Quase 160 trabalhadores da empresa responsável pelo serviço público de coleta de lixo e limpeza em São Mateus não receberam o pagamento referente ao mês de março. A empresa Fortaleza Ambiental culpa o descumprimento do contrato por parte do prefeito Daniel Santana, já que, há três meses, a Prefeitura não repassa os valores do serviço executado regularmente. A informação é do site VBN Notícias.
“A bomba estourou na manhã desta terça-feira [7/04]. Os colaboradores da Fortaleza Ambiental tiveram uma surpresa muito desagradável. Ao chegarem para trabalhar foram avisados para que ninguém saísse do pátio.
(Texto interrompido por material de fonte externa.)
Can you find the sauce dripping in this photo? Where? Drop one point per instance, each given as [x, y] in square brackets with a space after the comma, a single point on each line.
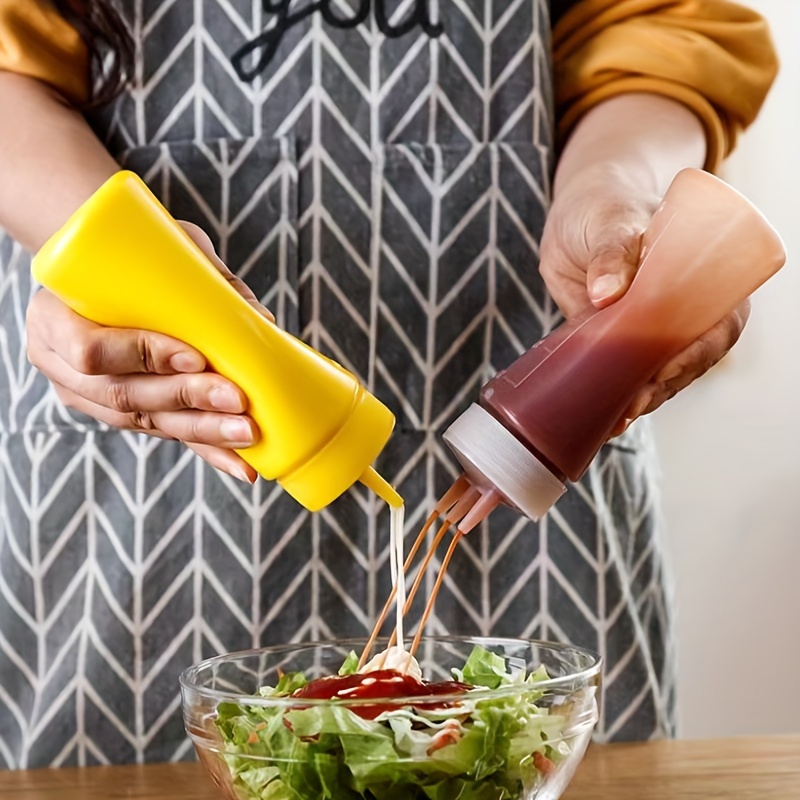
[385, 684]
Sem saber o que estaria para acontecer e temendo pelo pior, foram avisados que haveria uma reunião com a gerente da empresa”, destaca a publicação.
Conforme relata o VBN Notícias, “sob tensão e medo, [os trabalhadores] foram informados pela gerente (…) que a Fortaleza não poderia honrar com o pagamento dos salários referentes ao mês de março de 2020, o que ocorreria hoje (terça, 7/04)”.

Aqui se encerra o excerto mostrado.